Sehari pasca Piala Thomas dan Uber 2018 bergulir di Impact Arena, Bangkok, Thailand, pencinta bulu tangkis di Indonesia mendapat kabar gembira. Hari pertama penyelenggaraan akses untuk menyaksikan perjuangan para skrikandi dan pangeran bulu tangkis Indonesia cukup terbatas. Selain stasiun televisi berbayar K-Vision, kita hanya memiliki pilihan melalui "live streaming" dengan akses yang jauh lebih terbatas.
Tidak nyaman memang. Rasanya gimana gitu. Event akbar yang seharusnya mendapat perhatian luas itu tidak mendapatkan peliputan yang semestinya. Bukan karena enggan mengeluarkan "harga" untuk mendapat tontonan, tetapi mestinya akses untuk melihat sepak terjang para pahlawan bulu tangkis kita dibuka lebar-lebar. Ya, setidaknya melalui stasiun televisi swasta yang bisa dijangkau oleh masyarakat luas.
Akhirnya setelah menanti, sambil menebak-nebak stasiun televisi mana yang mau mengambil "risiko"-karena memang penuh perhitungan untuk menayangkan jenis olahraga satu ini di tengah materi siaran lainnya yang lebih "seksi"-ada stasiun televisi yang mau menayangkannya secara gratis. Stasiun itu adalah Televisi Republik Indonesia (TVRI)!

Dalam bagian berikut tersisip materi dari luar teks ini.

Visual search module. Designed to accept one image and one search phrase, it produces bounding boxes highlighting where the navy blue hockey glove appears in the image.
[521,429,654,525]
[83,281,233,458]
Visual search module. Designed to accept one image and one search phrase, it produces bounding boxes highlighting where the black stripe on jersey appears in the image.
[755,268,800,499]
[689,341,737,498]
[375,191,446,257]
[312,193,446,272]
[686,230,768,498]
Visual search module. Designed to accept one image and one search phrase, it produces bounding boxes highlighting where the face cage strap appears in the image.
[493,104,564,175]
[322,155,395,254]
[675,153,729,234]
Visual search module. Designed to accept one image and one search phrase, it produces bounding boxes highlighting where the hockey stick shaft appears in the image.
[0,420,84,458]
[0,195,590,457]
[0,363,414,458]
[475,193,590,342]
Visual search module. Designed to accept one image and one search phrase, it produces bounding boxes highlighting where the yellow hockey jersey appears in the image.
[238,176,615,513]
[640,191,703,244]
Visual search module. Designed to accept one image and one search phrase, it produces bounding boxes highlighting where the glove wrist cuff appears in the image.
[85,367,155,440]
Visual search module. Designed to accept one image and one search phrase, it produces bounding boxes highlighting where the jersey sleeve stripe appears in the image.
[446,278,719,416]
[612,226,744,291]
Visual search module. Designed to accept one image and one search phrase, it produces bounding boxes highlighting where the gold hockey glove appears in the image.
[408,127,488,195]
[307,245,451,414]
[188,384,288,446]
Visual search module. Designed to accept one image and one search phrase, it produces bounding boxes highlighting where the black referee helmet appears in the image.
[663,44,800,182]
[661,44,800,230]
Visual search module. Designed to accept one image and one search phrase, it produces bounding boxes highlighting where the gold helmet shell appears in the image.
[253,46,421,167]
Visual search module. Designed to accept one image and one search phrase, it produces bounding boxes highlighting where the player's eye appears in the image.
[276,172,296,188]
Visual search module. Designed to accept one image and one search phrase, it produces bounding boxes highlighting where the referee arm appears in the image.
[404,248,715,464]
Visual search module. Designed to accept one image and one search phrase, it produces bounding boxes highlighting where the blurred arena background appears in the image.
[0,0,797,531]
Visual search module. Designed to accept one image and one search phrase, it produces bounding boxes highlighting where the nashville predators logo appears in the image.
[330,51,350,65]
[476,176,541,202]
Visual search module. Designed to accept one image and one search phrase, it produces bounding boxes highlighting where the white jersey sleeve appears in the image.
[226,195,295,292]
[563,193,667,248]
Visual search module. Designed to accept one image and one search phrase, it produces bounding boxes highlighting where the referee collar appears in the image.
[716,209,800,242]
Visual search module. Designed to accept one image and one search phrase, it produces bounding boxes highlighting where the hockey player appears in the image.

Saatnya kembali ke TVRI! Tanpa perlu berpikir panjang untuk mencari tahu alasan, kesediaan TVRI menyiarkannya patut disambut gembira.
Di satu sisi, TVRI memainkan peran sebagai lembaga penyiaran publik, yang sebagian besar biaya operasionalnya ditanggung negara, untuk memberikan tontonan secara gratis kepada masyarakat Indonesia. Apalagi tayangan ini terkait perjuangan tim Indonesia yang sedang menjalankan tugas mengharumkan nama bangsa di kancah internasional.
Seluruh rakyat Indonesia tentu tidak bisa memberikan dukungan secara langsung kepada Hendra Setiawan, Greysia Polii dan kawan-kawan. Sedikit dari banyak cara yang bisa dilakukan secara tidak langsung adalah melalui perantara televisi. Liputan "live" akan membuka akses kepada masyarakat untuk melihat sambil memberikan dukungan dari jauh.
Di sisi lain, penayangan ini menjadi sebentuk ajakan kepada masyarakat untuk kembali ke TVRI! Di tengah menjamurnya televisi swasta yang tidak hanya banyak dalam jumlah tetapi lebih atraktif dan menarik dalam kemasan membuat posisi TVRI kian terpinggirkan.
Berapa banyak masyarakat Indonesia kini yang masih setia memutar tayangan TVRI? Berapa banyak generasi masa kini yang masih menyimpan nama TVRI di benak ketika hendak menyalakan televisi?
Sebelum tahun 1989 ketika televisi swasta pertama belum berdiri, TVRI adalah penguasa. Begitu juga ketika RCTI baru mulai mengudara, lantas menyusul SCTV setahun berselang, pamor TVRI masih begitu kuat. Tidak sedikit tayangan TVRI yang menjadi primadona dan kini masih disebut-sebut.
Ketika kita berbicara tentang konten atau siaran yang muncul di layar kaca masa kini kadang mengantar kita melihat kembali ke belakang, ke masa-masa ketika tayangan seperti Oshin (drama serial dari Jepang), Dari Desa ke Desa (liputan tentang aneka profesi orang Indonesia di berbagai pelosok desa).
Berpacu dalam Melodi (acara kuis yang dipandu Koes Hendratmo yang kini dalam kemasan baru dihadirkan kembali oleh salah satu stasiun televisi swasta), Aku Cinta Indonesia (sinetron tentang remaja yang mengedepankan nilai-nilai positif dengan Amir (Agyl Syahriar), Cici (Dyah Ekowati Utomo) dan Ito (Ario Sagantoro) sebagai pemeran utama), hingga Si Unyil menjadi favorit pemirsa.